How Can You Reduce Eye-Related Stress And Anxiety?
There are a number of techniques that you can try in order to reduce the effect of stress on vision. Not all of these methods will work for everyone, though:
• Take a warm, relaxing bath.
• Practice breathing exercises.
• Meet with friends and family.
• Laugh more.
Research shows that increasing your exercise levels can improve stress and anxiety. This is because exercise releases chemicals in the brain called endorphins, which make you feel good and improve well-being. One study suggests that 14 percent of people exercise in order to reduce stress.
Other lifestyle choices can also reduce stress and anxiety levels in the body. Eating healthier foods, for example, and limiting the amount of caffeine you consume on a daily basis can reduce cortisol levels. As a result, you might feel less stressed and anxious.

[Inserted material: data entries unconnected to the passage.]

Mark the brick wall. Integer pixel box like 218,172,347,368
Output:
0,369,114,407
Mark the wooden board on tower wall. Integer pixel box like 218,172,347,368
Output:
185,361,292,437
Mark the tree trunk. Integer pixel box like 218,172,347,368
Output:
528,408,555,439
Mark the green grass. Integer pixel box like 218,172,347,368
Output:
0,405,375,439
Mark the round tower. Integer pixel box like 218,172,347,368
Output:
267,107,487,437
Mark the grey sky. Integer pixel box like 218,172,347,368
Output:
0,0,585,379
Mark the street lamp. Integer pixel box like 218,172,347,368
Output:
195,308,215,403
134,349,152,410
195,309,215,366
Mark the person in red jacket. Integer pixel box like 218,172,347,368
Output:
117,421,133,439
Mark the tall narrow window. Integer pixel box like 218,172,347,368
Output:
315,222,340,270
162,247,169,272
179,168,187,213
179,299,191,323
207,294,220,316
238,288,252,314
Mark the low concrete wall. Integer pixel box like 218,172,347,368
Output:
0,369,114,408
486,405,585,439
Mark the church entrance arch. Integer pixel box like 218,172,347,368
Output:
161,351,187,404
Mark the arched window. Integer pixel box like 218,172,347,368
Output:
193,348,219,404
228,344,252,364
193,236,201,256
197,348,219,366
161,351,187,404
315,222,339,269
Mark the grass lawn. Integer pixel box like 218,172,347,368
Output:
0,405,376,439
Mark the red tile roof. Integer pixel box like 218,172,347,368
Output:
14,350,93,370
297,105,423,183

In more extreme circumstances, you might want to seek out professional help for your stress and anxiety. Talking to someone about the reasons you feel stressed and finding the root cause of the problem could provide you with long-term results when it comes to stress and the effect of anxiety on vision.
Don't put any additional stress on your eyes, either. Straining your eyes when you read or squinting can cause discomfort. These might be signs that you need to wear glasses or contact lenses, so visit a reputable optical department and speak to a professional about your options.
Research shows that stress and anxiety can have a profound impact on your eye health. When cortisol levels rise in your body, you are more likely to develop eye-related conditions such as glaucoma, which can result in a loss of vision. There are a number of things in life that cause stress and anxiety, but managing stressful situations will improve your eye health.